With the U.S. economy in the tank and governments at all levels facing massive budget shortfalls, politicians left and right are seeking ways to curb spending. Wisconsin Gov. Scott Walker wants to eliminate collective bargaining rights and the decent pay that goes with them. President Barack Obama's budget includes halving the home-heating oil subsidy poor households depend on.
As Republicans and Democrats propose cuts in programs that actually benefit their increasingly impoverished constituents, though, they agree there's one area of the budget that's not to be touched: the annual $3 billion subsidy U.S. taxpayers provide to the Israeli military.

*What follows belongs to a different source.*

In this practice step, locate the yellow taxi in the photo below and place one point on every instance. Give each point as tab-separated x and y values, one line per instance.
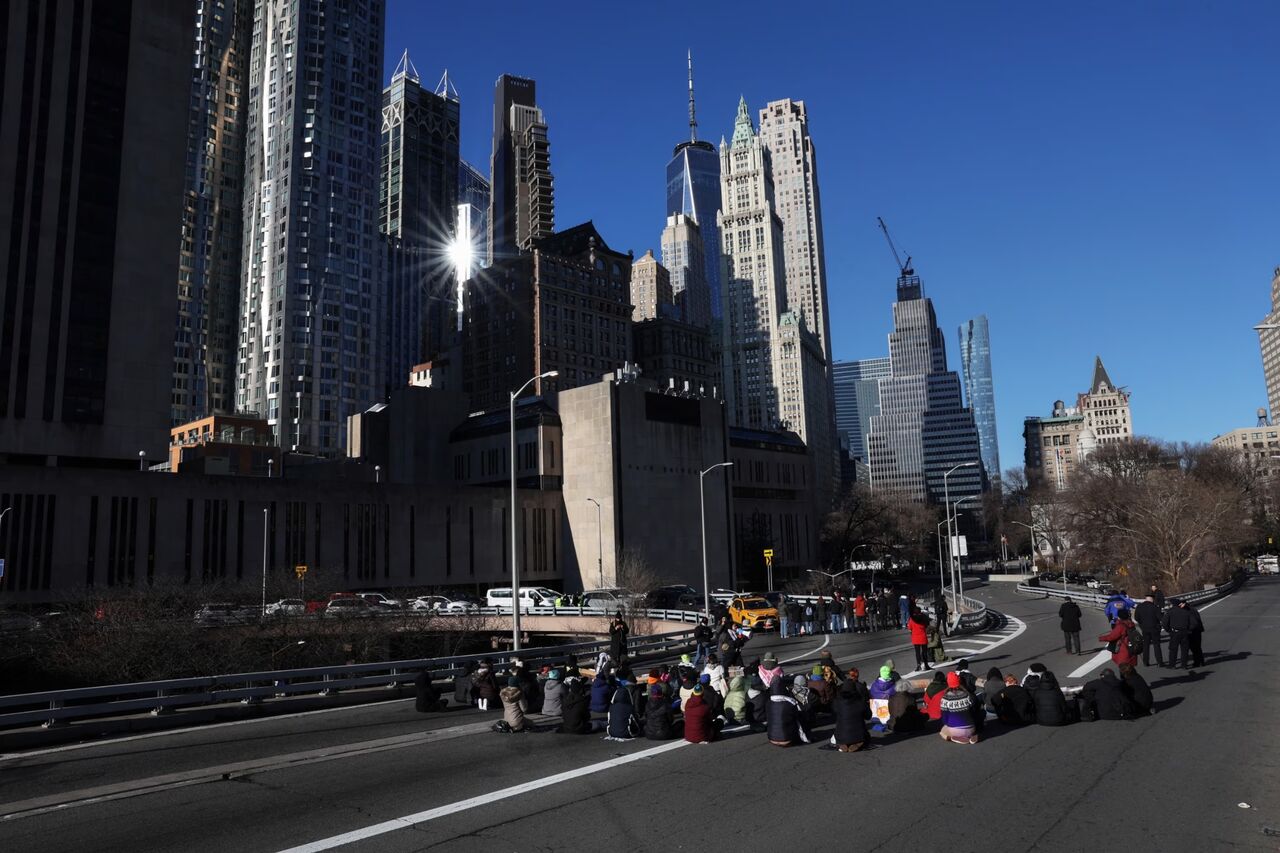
753	611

One of the biggest defenders of the handout is House Foreign Affairs Committee Chairwoman Ileana Ros-Lehtinen. "There will be no cuts to security assistance to the Jewish State of Israel," her chief of staff declared in a recent letter to House Republicans. The rest of the U.S. foreign aid budget, including assistance for Iraqi refugees and food aid to the world's poorest people, is fair game. But Florida congresswoman insists we must help Israel maintain its "Qualitative Military Edge."
And congressional Democrats have her back.
Illinois Democrat Jan Schakowsky, for instance - a leading member of the Congressional Progressive Caucus - has drafted a letter, cosigned by California Democrat Anna Eshoo, warning that the revolutions in Egypt and Tunisia "have the potential to add to the very real security challenges faced by Israel." Reducing or "otherwise endangering aid to our ally" would be "unproductive," she adds, encouraging her colleagues to tell Obama they "strongly support ... providing $3.075 billion in assistance to Israel." (For those shivering at home, that's more assistance than Obama is proposing to offer Americans trying to keep their houses warm.)
This liberal appeal for Israeli military aid, meanwhile, is being sent out under the auspices of J Street, a group that positions itself as a left-leaning answer to AIPAC. But J Street staff we spoke with at their recent conference were hard-pressed to explain why U.S. taxpayers should fund a right-wing Israeli government that continues to build settlements and maintains an inhumane siege of Gaza.
So it's left to folks like libertarian Congressman Ron Paul and his son, Kentucky Senator and Tea Party favorite Rand Paul, to call for ending aid to Israel. In a February 4 interview with ABC News, Rand Paul said of Israel, "I think that their per capita income is greater than probably three-fourths of the rest of the world. Should we be giving free money or welfare to a wealthy nation? I don't think so."
Indeed, Israel has the 24th largest economy in the world, and ranks 15th among 169 nations on the UN Human Development Index, which makes it a "very highly developed" nation.
Yet what thanks did Senator Paul get for his call to save the U.S. taxpayers billions of dollars? A torrent of criticism, even from J Street, which called on Republicans - and their donors - "to repudiate his comments and ensure American leadership around the world is not threatened by this irresponsible proposal."
Paul's fellow Tea Partiers aren't any better. Of the 87 freshmen House Republicans elected on platforms of cut-baby-cut, at least three-fourths have now signed a letter declaring that, "As Israel faces threats from escalating instability in Egypt" - where have we heard that line of argument before? - "security assistance to Israel ... has never been more important." Subsidies are for militaries, you see, not poor people.
But even without U.S. funding, Israel would still spend $11 billion-plus on its military, more than all but 20 other nations in the world spend on their armed forced - and hundreds of millions of dollars more than the Islamic Republic of Iran, despite having just 1/10th the population. Throw in a couple - as in, couple hundred - little things called nuclear weapons, and, for better or worse, the Jewish state's "Qualitative Military Advantage" isn't going anywhere.
But you wouldn't know that listening to the folks at J Street or to liberals like Jan Schakowsky, who hysterically cite the specter of Arab democracy to advocate billions in subsidies for a government that openly flouts international law. So much for their concern about human rights. And so much for being progressive. Indeed, with liberals like these, the Netanyahu government and its allies at AIPAC are likely asking themselves: who needs the Tea Party?